The payoff compounds. Fifty entries in, the list stops being a log and starts being an argument — a ranked, defensible statement of what you actually like, assembled from decisions you made without agonizing over any of them. The derived 10-point scores feel earned in a way that self-reported ratings never do, because you never inflated one to be nice.
But the mechanic has a real structural flaw, and users have already named it: it lacks category awareness. The most common request in reviews is for comparisons scoped by context, so a $14 lunch counter isn't shoved into a matchup against a tasting menu. The complaint is correct. A single global ordering forces a question with no honest answer — is the best banh mi in the city "better" than a competent steakhouse? — and every time you're made to answer it, the list absorbs a little noise. The fix is well understood (bucket by occasion or price, rank within bucket), and its absence is the clearest thing standing between Beli and a genuinely rigorous preference model. Adjacent to this: users want a richer tag vocabulary — brunch, rooftop, the situational descriptors that actually drive a Tuesday-night decision. Both requests point the same direction, toward context.
The Social Layer, and Its Price
Here's where Beli gets genuinely interesting and genuinely frustrating, often in the same session.
The Match Score is the best idea in the app. It converts the vague social proof of "my friend liked it" into something with a confidence interval attached. A 92% match recommending a place is worth more than a hundred anonymous four-stars, and Beli is right to weight its suggestions accordingly. Seeing friends' reservations adds a live, ambient texture that no static review site achieves — you're watching your circle eat in something close to real time.

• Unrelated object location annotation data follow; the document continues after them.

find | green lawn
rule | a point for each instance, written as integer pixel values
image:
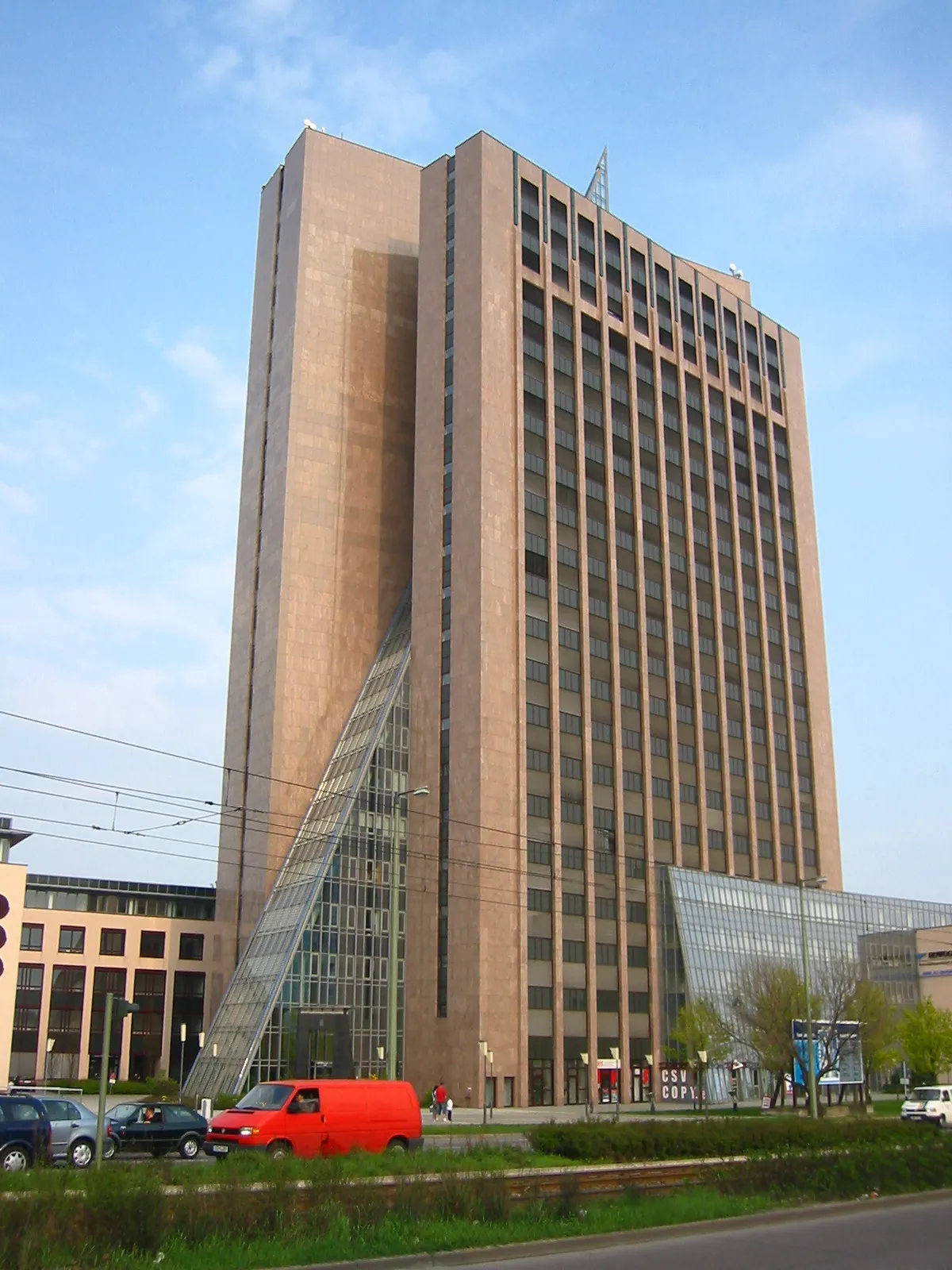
(393, 1236)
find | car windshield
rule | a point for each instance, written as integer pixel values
(266, 1098)
(125, 1110)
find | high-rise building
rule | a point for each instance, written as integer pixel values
(616, 658)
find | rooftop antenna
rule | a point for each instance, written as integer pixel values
(598, 186)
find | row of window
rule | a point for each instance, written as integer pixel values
(112, 943)
(577, 1000)
(685, 311)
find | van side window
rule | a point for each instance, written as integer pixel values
(308, 1102)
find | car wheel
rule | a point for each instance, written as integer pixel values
(82, 1153)
(16, 1160)
(190, 1147)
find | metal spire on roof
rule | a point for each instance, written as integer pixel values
(598, 186)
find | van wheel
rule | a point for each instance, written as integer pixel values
(16, 1159)
(82, 1153)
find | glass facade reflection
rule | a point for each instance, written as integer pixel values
(711, 927)
(304, 948)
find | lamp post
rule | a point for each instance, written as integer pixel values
(183, 1033)
(391, 1048)
(816, 883)
(484, 1052)
(701, 1066)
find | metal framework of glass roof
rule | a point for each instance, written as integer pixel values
(249, 1000)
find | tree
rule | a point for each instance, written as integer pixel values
(927, 1039)
(700, 1026)
(879, 1028)
(767, 997)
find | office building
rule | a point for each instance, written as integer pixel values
(592, 456)
(69, 941)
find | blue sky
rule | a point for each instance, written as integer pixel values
(810, 144)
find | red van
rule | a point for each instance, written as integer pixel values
(319, 1118)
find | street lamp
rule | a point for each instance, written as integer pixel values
(484, 1052)
(651, 1066)
(391, 1048)
(816, 883)
(701, 1066)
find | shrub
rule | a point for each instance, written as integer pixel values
(720, 1137)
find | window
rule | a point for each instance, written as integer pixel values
(607, 1001)
(539, 901)
(539, 852)
(73, 939)
(571, 768)
(571, 859)
(190, 948)
(112, 943)
(152, 944)
(31, 937)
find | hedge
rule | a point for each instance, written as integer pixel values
(715, 1138)
(866, 1168)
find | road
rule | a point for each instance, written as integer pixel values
(914, 1236)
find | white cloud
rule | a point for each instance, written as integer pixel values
(226, 391)
(866, 169)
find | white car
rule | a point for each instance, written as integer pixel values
(932, 1103)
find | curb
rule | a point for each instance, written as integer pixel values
(622, 1238)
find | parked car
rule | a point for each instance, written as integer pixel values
(932, 1103)
(74, 1132)
(156, 1128)
(25, 1132)
(319, 1118)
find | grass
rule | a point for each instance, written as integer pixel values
(393, 1236)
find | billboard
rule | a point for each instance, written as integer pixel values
(837, 1052)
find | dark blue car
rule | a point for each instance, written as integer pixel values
(25, 1132)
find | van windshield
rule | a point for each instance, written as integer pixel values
(266, 1098)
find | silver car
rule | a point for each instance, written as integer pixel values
(74, 1132)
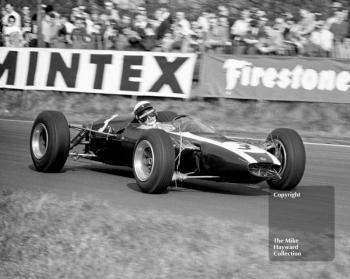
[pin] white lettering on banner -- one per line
(97, 71)
(242, 72)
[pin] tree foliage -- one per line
(193, 8)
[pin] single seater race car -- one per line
(178, 148)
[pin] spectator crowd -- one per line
(248, 32)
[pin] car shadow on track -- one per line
(225, 188)
(213, 187)
(107, 169)
(185, 186)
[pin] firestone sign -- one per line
(108, 72)
(296, 78)
(276, 78)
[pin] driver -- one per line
(145, 114)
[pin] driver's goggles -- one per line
(143, 118)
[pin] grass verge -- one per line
(43, 237)
(317, 120)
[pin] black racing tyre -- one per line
(50, 141)
(166, 116)
(154, 161)
(288, 147)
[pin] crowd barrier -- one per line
(283, 78)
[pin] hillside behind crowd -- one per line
(224, 28)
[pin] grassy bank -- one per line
(310, 119)
(43, 237)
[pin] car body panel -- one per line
(206, 153)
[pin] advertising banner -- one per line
(276, 78)
(98, 71)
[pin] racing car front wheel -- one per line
(49, 141)
(287, 146)
(166, 116)
(154, 161)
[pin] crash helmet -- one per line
(145, 113)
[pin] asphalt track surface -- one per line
(327, 165)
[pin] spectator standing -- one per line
(49, 29)
(111, 11)
(182, 32)
(239, 30)
(10, 11)
(321, 41)
(13, 34)
(165, 24)
(26, 19)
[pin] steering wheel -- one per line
(180, 116)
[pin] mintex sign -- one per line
(93, 71)
(276, 78)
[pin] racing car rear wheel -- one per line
(288, 147)
(154, 161)
(166, 116)
(49, 141)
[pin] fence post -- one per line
(38, 18)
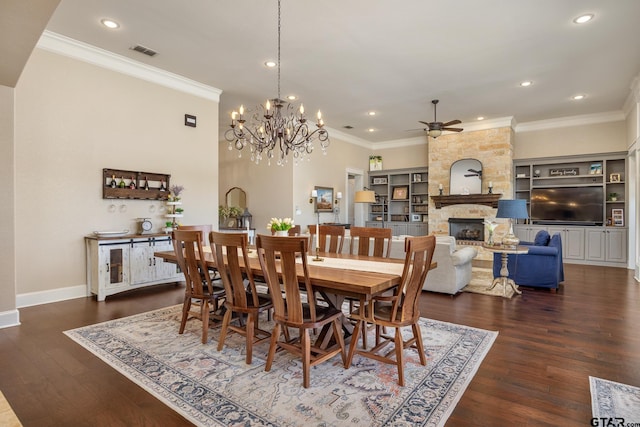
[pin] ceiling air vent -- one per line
(145, 50)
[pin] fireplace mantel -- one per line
(490, 200)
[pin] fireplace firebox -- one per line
(467, 229)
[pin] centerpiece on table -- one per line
(280, 226)
(491, 226)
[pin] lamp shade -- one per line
(516, 209)
(365, 196)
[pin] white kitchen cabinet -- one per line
(118, 264)
(607, 244)
(572, 241)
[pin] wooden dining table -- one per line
(332, 282)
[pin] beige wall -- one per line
(275, 191)
(413, 156)
(7, 194)
(586, 139)
(72, 120)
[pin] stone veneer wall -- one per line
(494, 149)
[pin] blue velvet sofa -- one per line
(540, 267)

The problem is that all of this is conditional on network density. Beli without friends isn't a diminished version of Beli. It's a worse version of Google Maps with a longer setup process. And the company knows it, which is why the app leans on a friend-invite system to unlock features.
This is where the goodwill starts leaking. Android reviewers in particular describe what they call a "social paywall" — core functionality, reportedly including the ability to view restaurant ratings, gated behind repeatedly recruiting friends. Some report that promised premium unlocks simply never materialized after they did the recruiting. That last part is the damning bit. A growth mechanic that asks users to spend social capital is aggressive but defensible; a growth mechanic that takes the social capital and doesn't pay out is something else. It corrodes trust in the exact users who were enthusiastic enough to evangelize.
There's a legitimate argument that Beli's value genuinely requires a network, and that invites are the honest price of admission. Fine. But there's a wide gulf between "this is better with friends" and "you cannot see a rating until you've conscripted three people," and Beli currently sits closer to the second than it should.
Utility Beyond the Gimmick
Strip away the social layer and a durable tool remains. The filtering — by price, cuisine, neighborhood, custom tags — is the mundane feature that earns the most daily use, because it answers the actual question ("cheap Thai, walkable, open now") rather than the abstract one. The want-to-try list as a map is quietly excellent: every saved intention rendered geographically, so the list surfaces itself when you're standing near one of its entries. That's good product design — information appearing at the moment of relevance rather than waiting to be retrieved.
City leaderboards extend this to travel, and this is where Beli's model beats the incumbents most decisively. A crowd-averaged top-10 for Lisbon tells you where tourists go. A leaderboard weighted toward people whose match scores with you are high tells you where you'd go. That's a materially different product, and it's the strongest argument for Beli's existence.